For years, Homewood-based SSFS has hosted a candlelight vigil near the beginning of DV awareness month, a solemn event with emotional speakers and recitations of serious statistics.
The revamped 2019 program, called Be the Change Celebration, still included the ever-present moment of silence to honor those who lost their lives due to domestic violence. However, the tone of the brief event at Marie Irwin Park in Homewood was upbeat and focused on positive action.
Throughout the event, Ahren Hawkin from Melody Mart led a community ukulele band, and motivational speaker Gina Bell cast a spell of positivity over the crowd.

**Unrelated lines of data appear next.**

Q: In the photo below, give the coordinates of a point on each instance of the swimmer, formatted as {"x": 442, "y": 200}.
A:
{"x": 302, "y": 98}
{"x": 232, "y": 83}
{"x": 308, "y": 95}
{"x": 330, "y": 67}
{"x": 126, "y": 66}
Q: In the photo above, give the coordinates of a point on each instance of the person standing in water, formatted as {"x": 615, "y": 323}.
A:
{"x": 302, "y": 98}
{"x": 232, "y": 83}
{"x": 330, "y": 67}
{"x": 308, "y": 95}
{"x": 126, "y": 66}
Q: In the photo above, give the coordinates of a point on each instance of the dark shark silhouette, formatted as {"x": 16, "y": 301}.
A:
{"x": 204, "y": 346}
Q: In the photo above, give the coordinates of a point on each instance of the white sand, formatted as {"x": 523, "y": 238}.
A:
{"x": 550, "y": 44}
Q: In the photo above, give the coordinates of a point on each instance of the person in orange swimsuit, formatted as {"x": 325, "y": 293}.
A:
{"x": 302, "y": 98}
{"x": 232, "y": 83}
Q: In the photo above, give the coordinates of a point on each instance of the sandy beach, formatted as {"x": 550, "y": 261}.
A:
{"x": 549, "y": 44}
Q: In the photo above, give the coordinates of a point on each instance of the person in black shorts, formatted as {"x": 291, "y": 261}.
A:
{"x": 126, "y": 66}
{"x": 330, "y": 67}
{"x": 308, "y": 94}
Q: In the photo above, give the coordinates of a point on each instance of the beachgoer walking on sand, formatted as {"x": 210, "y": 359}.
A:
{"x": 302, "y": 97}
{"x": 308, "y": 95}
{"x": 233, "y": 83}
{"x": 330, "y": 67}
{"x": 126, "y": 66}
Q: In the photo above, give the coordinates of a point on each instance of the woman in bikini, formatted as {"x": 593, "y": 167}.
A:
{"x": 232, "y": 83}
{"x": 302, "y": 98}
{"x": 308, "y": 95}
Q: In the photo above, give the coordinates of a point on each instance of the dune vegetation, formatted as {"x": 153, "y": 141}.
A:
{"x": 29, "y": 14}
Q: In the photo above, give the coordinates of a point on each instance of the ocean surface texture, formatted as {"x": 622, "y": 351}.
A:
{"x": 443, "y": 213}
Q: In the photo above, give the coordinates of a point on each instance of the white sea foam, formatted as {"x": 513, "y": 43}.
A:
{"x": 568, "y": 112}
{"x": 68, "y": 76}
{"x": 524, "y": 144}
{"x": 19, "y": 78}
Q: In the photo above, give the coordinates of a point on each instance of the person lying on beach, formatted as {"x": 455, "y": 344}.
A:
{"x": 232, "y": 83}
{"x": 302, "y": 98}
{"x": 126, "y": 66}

“I’m excited about the new format this year,” said Kerry Hill, SSFS’s manager for community education and outreach. “I really like the shift to empowerment.”
The program opened with a sing-along of “Stronger” by Kelly Clarkson, led by Hawkin and the ukulele band.
Then the crowd heard from a woman named Angela, a mother of five who benefitted from SSFS’s Sanctuary program. Sanctuary services assist people who want to leave situations of domestic violence.
“I don’t know where I would be if it wasn’t for this organization. It got bad; I had no peace,” said Angela, holding her youngest daughter on her hip. “Do whatever you can to support this organization. We need this, our families need this, our girls need this.”
After Angela received a rousing round of applause, SSFS Executive Director Jennifer Gabrenya welcomed Bell to the stage. Bell is a motivational speaker and women’s empowerment coach from Dyer, Ind.
When she took the stage, Bell told the crowd that night was the first time she ever spoke publicly about her own experience with domestic violence. She did so briefly, and then transitioned into her program where she encouraged members of the audience to spread positivity.
Everyone has an inner light, Bell said, though most people don’t want to show it. To represent this, Bell, who was dressed all in black, put on a big fluffy skirt made from a rainbow of tulle layers.
“Think about the light inside all of us,” she said. “You have the ability to shine your light out into the community.”
Bell led the audience through a participatory cheer of sorts, where they recited the words, “Star light, star bright, first star I see tonight. I wish I may, I wish I might, have the wish I wish tonight.”
The quick presentation brought smiles to faces in the crowd. Then Gabrenya invited attendees to visit the resource table to get information, along with a Be the Change suggestions card and a purple light bulb to “Shine a light on domestic violence.”
The ukulele band closed the program with a sing-along performance of “Perfect” by Pink.